A serious interlocutor is one who is willing to address the shortcomings of one's professed theory, brought up by the other, rather than ignoring these issues with repetitive assertions.
Here's what Lalit Patel, PhD physics had to say in 2017 on Quora:
"Planck time is an extremely small time duration, which current technologies are not able to access.
I guess that the following events can occur in the duration of Planck time.
1. An object feels the effect of gravitational force transmitted from an object.
2. A particle feels the effect of electromagnetic, weak, or strong force transmitted from a particle.
3. A photon feels the presence of a surface and decides to retract. (A photon impinging on a surface gets converted into another photon.)
4. A typical string of the string theory completes one oscillation cycle."
Am I mistaken that what could happen in Planck time is more a matter of metaphysics than physics itself? If this is a settled issue please provide links. I have very little knowledge of quantum physics.
Not really. I expect it's an approximation, and better approximations will be arrived at. That has tended to be the trajectory of physics.
I would say that you're definitely right that this is a matter of metaphysics. But some metaphysics is supported by science while other metaphysics is not. I wonder what you mean when you say "an object feels the effect of...", but does not show any physical change.
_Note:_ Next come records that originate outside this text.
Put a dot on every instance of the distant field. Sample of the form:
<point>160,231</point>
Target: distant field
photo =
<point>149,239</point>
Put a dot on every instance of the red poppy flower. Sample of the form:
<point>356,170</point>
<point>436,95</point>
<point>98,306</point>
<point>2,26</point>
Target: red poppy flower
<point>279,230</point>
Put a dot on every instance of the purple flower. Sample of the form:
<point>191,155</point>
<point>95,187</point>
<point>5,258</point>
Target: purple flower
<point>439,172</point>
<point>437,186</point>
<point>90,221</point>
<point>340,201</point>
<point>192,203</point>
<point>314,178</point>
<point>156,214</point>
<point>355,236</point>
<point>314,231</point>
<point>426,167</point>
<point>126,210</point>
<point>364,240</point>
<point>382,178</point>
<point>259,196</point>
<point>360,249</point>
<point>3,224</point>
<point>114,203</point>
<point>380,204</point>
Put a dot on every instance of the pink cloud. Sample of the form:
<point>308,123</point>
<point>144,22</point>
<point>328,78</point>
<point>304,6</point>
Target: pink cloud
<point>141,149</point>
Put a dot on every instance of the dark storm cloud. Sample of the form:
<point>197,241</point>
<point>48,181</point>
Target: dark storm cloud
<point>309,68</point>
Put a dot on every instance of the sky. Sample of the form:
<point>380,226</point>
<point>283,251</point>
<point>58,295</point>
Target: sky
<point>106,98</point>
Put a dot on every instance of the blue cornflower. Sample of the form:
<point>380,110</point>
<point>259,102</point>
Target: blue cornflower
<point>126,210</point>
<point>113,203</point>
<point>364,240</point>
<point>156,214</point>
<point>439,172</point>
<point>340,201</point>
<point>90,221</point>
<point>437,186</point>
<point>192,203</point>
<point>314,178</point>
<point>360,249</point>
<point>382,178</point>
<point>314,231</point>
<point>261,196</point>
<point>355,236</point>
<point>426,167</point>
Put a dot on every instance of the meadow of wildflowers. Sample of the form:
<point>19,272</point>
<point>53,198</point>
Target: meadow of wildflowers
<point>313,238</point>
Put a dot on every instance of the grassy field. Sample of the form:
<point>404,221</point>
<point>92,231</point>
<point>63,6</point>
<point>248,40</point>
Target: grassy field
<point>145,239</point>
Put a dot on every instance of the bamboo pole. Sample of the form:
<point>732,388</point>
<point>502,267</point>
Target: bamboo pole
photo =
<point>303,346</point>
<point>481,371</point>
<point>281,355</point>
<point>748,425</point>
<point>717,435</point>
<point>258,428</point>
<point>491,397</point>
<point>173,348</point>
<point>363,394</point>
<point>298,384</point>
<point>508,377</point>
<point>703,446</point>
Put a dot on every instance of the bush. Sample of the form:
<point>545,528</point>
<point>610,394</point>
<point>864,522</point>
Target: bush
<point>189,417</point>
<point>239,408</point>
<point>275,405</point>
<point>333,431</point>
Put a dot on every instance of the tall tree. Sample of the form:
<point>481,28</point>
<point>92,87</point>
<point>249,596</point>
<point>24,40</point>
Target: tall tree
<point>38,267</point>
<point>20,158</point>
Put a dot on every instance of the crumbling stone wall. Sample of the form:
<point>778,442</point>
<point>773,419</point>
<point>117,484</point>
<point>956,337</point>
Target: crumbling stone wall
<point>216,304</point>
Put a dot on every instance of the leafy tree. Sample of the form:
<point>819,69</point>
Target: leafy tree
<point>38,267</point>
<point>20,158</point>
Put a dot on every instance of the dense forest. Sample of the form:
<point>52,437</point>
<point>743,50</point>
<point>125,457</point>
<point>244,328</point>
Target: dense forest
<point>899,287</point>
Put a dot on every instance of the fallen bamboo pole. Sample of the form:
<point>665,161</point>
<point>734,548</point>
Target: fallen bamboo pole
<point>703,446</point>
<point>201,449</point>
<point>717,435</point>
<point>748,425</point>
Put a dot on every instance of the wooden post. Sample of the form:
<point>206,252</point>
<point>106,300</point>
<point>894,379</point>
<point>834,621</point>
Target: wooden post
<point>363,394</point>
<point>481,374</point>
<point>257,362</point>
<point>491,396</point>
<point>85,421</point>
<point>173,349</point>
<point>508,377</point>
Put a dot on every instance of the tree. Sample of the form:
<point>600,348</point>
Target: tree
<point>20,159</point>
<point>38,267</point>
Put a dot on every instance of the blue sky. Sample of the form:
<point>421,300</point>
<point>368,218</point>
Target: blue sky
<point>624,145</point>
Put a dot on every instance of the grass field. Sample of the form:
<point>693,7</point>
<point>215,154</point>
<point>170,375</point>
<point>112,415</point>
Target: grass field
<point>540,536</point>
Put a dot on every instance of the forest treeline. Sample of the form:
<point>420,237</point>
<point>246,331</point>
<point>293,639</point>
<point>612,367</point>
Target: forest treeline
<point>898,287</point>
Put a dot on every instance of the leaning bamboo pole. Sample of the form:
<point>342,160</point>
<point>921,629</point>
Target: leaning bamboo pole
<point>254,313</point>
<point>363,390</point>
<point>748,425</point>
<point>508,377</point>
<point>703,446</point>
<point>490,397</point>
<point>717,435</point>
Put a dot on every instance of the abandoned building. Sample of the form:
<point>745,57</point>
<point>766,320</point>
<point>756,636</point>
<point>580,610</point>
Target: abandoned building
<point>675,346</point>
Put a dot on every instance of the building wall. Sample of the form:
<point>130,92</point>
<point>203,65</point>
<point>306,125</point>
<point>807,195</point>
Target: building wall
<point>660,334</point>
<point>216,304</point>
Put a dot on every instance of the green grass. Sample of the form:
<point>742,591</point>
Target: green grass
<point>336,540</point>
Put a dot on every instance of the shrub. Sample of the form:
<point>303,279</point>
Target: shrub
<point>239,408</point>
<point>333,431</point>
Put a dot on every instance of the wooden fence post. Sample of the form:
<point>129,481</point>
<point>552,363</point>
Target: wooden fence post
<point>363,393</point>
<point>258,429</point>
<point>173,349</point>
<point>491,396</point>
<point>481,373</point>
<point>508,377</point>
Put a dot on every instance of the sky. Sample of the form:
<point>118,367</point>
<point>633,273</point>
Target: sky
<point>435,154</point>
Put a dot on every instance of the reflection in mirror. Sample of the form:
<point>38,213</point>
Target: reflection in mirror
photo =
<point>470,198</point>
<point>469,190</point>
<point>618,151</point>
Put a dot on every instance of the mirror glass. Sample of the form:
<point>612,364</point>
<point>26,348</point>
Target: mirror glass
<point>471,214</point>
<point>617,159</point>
What does it means to say that a physical object is feeling the effect of something without itself being changed by the thing that it is feeling the effect of?
Do you think that an inanimate object has the will power to resist, (even for an extremely short period of time) being changed by the force which it is feeling the effect of?
Those were Dr. Patel's words, not mine.
Quoting Metaphysician Undercover
How amusing. Patel does have a way with words. I know so little of the subject; nevertheless, a particle having will power is a challenging conjecture. You should follow up on this. :cool:
Information about Dr. Patel, on the web, is scant. I would assume that the use of "an object feels the effect of..." is not accepted physics, but an expression of some sort of panpsychism, or perhaps based in the Whiteheadian principle of "prehension". This is a term Whitehead used to account for what we observe as the relationship between a moment of time in the past, and a moment of time in the future.
The reality of the temporal continuity of existence, a form of which is expressed as inertia, which supports the laws of physics and inductive logic in general, is not at all understood by human beings. So there are numerous different metaphysical proposals of how one moment in time can be related to the next moment in time, in a way which provides for the observed continuity of massive existence, but also provides for the capacity of a free willing being to make random changes to that continued existence.
This is why I mentioned will power in relation to Dr. Patel's expressions. If a substantive thing, (massive object), is inclined toward temporal continuity (as inertia implies), yet "feels" a force which would impel that object to change, then there are two very distinct forces involved, the force to stay the same, and the force to change. If the object stays the same, despite feeling the force which would impel it to change, doesn't this appear to you like the object has made a choice, and exercised will power to prevent the force of change? If not, then what would it mean for an object to be able to "feel" the force of change, yet not change? If the object does not change, then how does the force actually affect the object such that we can truthfully say that it feels the force?